The European crown came the following year, though she made her international breakthrough as an individual fencer in beating compatriot Arianna Errigo 15-11 to win the 2010 foil world title in Paris, with another Italian, Valentina Vezzali, taking third place. That clean sweep was a sign of things to come at London 2012. With the assistance of Ilaria Salvatori, the medal-winning trio then claimed gold in the team event.
Di Francisca lost to Vezzali in the final at the following year’s World Championships in Catania (ITA), with Italy also relinquishing their team title to Russia by a single point. She avenged that defeat in the individual gold-medal bout at the European Championships in Sheffield (GBR) later that year, with Di Francisca and Vezzali then helping Italy beat France to take the continental team title.
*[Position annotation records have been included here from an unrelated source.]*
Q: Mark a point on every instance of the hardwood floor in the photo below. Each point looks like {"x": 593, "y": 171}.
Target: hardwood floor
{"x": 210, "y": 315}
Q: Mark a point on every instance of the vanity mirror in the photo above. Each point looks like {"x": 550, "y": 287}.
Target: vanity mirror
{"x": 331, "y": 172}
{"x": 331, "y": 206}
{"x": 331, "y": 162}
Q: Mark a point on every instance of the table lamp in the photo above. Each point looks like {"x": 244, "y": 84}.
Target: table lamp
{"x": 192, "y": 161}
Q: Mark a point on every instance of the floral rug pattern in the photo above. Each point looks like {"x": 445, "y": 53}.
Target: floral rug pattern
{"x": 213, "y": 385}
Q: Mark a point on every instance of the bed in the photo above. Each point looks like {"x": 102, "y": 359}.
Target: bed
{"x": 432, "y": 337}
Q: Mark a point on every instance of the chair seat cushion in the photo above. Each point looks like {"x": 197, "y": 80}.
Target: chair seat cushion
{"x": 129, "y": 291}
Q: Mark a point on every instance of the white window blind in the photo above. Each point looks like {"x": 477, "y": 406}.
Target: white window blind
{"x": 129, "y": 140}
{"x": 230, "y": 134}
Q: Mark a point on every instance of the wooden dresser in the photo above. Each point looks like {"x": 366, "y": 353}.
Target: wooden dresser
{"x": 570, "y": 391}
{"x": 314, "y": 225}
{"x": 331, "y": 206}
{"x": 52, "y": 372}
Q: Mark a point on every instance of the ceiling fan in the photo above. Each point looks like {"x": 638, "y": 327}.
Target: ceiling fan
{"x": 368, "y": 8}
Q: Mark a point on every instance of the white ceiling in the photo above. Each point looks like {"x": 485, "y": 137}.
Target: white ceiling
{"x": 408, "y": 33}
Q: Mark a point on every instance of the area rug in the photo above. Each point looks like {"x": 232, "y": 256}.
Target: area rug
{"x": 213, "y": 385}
Then, in June 2012, with the London Games just around the corner, the Italians retained their European crown, beating the French by an emphatic 45-28 scoreline in Legnano (ITA).
The Italian foil contingent swept all before them in the British capital, with Di Francisca getting the final touch to beat Errigo to Olympic gold, and Vezzali, the three-time defending Olympic champion, taking the bronze. A few days later, they were once again joined by Salvatori as Russia were put to the sword 45-31 in the team final.
A fight to the end
Reflecting on that individual competition at the ExCel, Di Francisca spoke of the confidence she felt going into it: “I trained very hard. And when I was ready and fully prepared, I put my mask on, without worrying about who I was facing. I just focused on my fencing, which is what I’ve always done.”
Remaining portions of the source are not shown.